Practice of intercropping and its impact on legume productivity in Egypt

Document Type : Research Paper


1 Plant Nutrition Department, National Research Centre, Cairo, Egypt

2 Al-Manara College for Medical Sciences, Maysan, Iraq

3 Department of Medical Instruments Engineering Techniques, Al-Farahidi University, Baghdad, Iraq

4 Anaesthesia Techniques Department, Al-Mustaqbal University College, Babylon, Iraq

5 Al-Nisour University College, Baghdad, Iraq

6 Al-Esraa University College, Baghdad, Iraq

7 Department of Pharmacy, Al-Zahrawi University College, Karbala, Iraq

8 Medical Device Engineering, Ashur University College, Baghdad, Iraq

9 Altoosi University College, Najaf, Iraq

10 Nursing Department, Hilla University College, Babylon, Iraq

11 New Era and Development in Civil Engineering Research Group, Scientific Research Center, Al-Ayen University, Thi-Qar, Iraq

12 Faculty of Mechanical and Electrical Engineering, Department of Basic Sciences, Damascus University, Damascus, Syria



In Egypt, conserving irrigation water and raising crop output are significant concerns. Egypt's climate ranges from semi-arid and arid to desert. The number of summer legumes cultivated on a per-capita basis is declining.
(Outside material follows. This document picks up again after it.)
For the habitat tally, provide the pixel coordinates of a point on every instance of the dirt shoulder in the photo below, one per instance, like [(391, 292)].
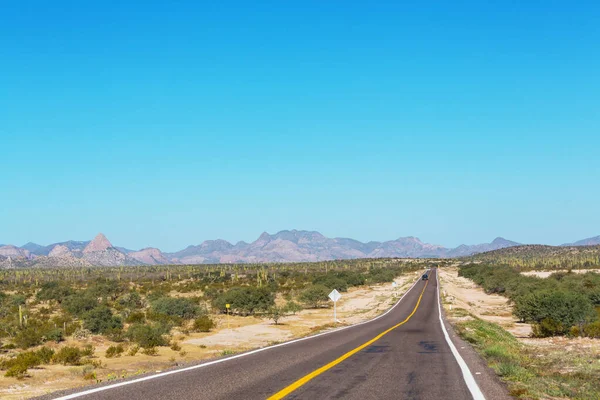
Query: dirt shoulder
[(546, 368), (231, 335)]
Excessively applied nitrogen (N) mineral fertilization and irrigation water are widespread agricultural techniques that harm the quality of the soil and the surrounding environment. It should be possible to increase overall agricultural yield while working with scarce agricultural resources through intercropping. In developing countries, intercropping is the most common farming system for increasing and maintaining agricultural production. As a widely spaced crop, maize provides ample opportunity for the practice of intercropping. Legumes are well-known for their effectiveness as intercropping companions. In light of this information, an investigation into the possibility of intercropping maize with legumes, specifically groundnut and green gram, was carried out. Seeds for groundnuts and green grams were sown between rows of paired row maize. The results demonstrated that the intercropping system had no considerable impact on maize grain and straw yields. However, there was a substantial disparity in total biomass production between the experiments; maize and groundnut (2:3) recorded the highest yield, followed by groundnut (2:2) and green gram (2:3). The land equivalent ratio (LER) unequivocally demonstrated the benefits of intercropping, and the highest LER was achieved by growing maize and groundnut (2:1).